Beberapa siswa hanya memandang
kertas ulangannya, ada yang memegangi lembar jawaban yang masih kosong namun
lembar soalnya di tutup, bahkan ada yang tak menyentuh kertas ulangannya dan
memilih tidur diatas meja, Aku terus membaca soal-soal yang ada dikertas
ulangan tersebuat dan menuliskan beberapa jawaban. Setelah mampu manjawab
beberapa soal aku memandang kearah Andien dan Dony, mereka terlihat seperti
tidak mendapatkan kesulitan, padahal aku sudah merasa sedikit kebingungan.
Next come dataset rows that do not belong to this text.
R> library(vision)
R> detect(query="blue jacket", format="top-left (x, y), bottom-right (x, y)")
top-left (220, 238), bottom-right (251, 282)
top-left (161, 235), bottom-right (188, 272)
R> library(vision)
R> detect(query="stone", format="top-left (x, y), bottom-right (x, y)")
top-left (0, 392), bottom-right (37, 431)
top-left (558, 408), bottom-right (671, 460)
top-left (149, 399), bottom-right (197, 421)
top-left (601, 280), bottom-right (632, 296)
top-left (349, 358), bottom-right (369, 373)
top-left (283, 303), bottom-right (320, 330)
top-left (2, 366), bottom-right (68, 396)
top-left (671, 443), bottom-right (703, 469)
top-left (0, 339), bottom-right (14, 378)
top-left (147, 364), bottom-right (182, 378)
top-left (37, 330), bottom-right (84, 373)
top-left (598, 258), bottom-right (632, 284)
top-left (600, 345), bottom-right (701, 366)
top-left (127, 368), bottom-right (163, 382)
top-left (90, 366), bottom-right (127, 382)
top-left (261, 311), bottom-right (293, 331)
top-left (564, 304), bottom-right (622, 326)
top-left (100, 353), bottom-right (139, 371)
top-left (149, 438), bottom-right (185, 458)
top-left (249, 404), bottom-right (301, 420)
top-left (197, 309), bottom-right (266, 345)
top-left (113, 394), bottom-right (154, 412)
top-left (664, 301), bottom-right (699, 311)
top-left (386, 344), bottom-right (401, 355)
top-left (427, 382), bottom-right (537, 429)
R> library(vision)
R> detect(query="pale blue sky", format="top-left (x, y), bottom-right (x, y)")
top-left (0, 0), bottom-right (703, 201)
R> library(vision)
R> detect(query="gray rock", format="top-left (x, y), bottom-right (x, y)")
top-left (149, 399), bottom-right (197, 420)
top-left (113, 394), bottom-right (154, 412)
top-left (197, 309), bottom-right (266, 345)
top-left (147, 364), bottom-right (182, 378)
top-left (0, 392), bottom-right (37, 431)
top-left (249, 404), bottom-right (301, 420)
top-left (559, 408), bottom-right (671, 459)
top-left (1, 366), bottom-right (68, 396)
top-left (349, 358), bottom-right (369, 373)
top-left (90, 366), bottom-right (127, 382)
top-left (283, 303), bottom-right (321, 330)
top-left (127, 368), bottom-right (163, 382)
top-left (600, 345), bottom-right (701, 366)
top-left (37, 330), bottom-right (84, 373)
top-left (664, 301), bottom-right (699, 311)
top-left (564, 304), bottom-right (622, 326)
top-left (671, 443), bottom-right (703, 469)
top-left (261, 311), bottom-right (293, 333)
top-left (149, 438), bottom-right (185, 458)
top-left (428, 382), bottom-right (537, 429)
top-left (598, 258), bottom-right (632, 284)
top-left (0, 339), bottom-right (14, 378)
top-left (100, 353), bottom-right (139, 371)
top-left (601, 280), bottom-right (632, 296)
“Jesica!” seru Yoona dari belakang ku, mendengar
panggilan Yoona, Jesica pun langsung menoleh, “Ya! Ada apa?” tanya jesica “Jawaban
nomor 1, 5 dan 7 apa?” tanya Yoona “ Nomor satu B, lima C, dan tujuh E, kalau
nomor tiga dan delapan apa Yoona?” bisik Jesica. Aku melihat tingkah
teman-temanku dan hanya diam meliaht meraka karena ini pemandangan yang sudah
sering terjadi bahkan sejak awal ia duduk di bangku sekolah dasar dan salah
satu alasan yang paling mendasar karena aku tidak mau di benci oleh atu kelas
hanya karena melaporkan semua kecurangan yang terjadi, saat jam pelajaran
hampir selesai para siswa membuat kelas gaduh untuk mengambil kesempatan
bertukar jawaban
Dari tahun ketahun aku mulai
mengerti itu semua adalah kebudayaan yang telah diwariskan dari dulu, sehingga
menciptakan suatu kenyattan yakni ‘mencontek ditingkatkan, curang
dipertahankan, buku ditinggalkan, masa depan gemilang jangan diharapkan’ semua
ini hanya sebagian dari kenyataan. Kunci jawaban selalu bisa dipergunaakan
dengan baik, biasanya aku melihat temanku menyelipkannya dicelah meja, jam
tangan, baju, tali pinggang, bahkan kaos kaki dan masih banyak lagi. Aku rasa
sebelum ulangan atau ujian mereka puasa dan mandi kembang agar rencana mereka
berhasil.
Seharian penuh aku menuntut ilmu
disekolah, aku seakan-akan menonton sebuah film yang sama berkali-kali, dan
akhirnya tibalah waktu pulang sekolah, aku duduk dibangku lobby bersama Andien
dan Dony “besokkan libur kamu mau kemana Tasya?”tanya Andien “aku akan kerumah
kakek” jawabku. “kalau pulang dari rumah kakekmu jangan lupa ya oleh-olehnya”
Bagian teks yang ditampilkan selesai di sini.